The Amazon Effect is changing grocery shopping, without even being a major competitor in that sector. Because Wal-Mart has lost so much general merchandise sales to e-commerce, the company has amped up grocery sales – which are now 56% of total revenue. To continue growing groceries Wal-Mart is undertaking a massive price war pitting itself against the long-running low cost grocer Aldi. This is creating even more intense profit pressure on Wal-Mart, which last year saw gross margins drop by eight points, as net income fell 18%. Such intense price competition is creating the need for even more cost cutting among all grocers – which means investors beware – and we can expect even more job cutting as the spiral downward continues.
Consumer Goods manufacturers, and their suppliers, will be stressed.
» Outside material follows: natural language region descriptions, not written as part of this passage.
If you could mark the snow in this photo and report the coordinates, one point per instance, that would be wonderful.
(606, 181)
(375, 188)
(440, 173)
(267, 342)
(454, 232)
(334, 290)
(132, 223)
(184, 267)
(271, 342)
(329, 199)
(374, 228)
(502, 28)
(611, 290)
Of course this pushes the Amazon Effect onto consumer goods companies that supply grocery retailers. Wal-Mart has held meetings with P&G, Unilever, Conagra, Coca-Cola and other big name companies demanding across-the-board 15% price reductions at wholesale. And Wal-Mart expects these suppliers to help Wal-Mart beat its head-to-head competitors on price 8o% of the time. This will cause consumer goods manufacturers to cut their own costs, including jobs, as well as pressure their raw material suppliers to further reduce their costs – leading to an ongoing spiral of cost cutting, job eliminations and additional pressures for change.
The internet gave us e-commerce, and that birthed Amazon.com. Few predicted the enormous implications this would have on retail, and society. Every single American is affected by the Amazon Effect, which is now inescapable. The only remaining question is whether your business, your government leaders and you are planning for this and preparing for the inevitable changes which will continue coming?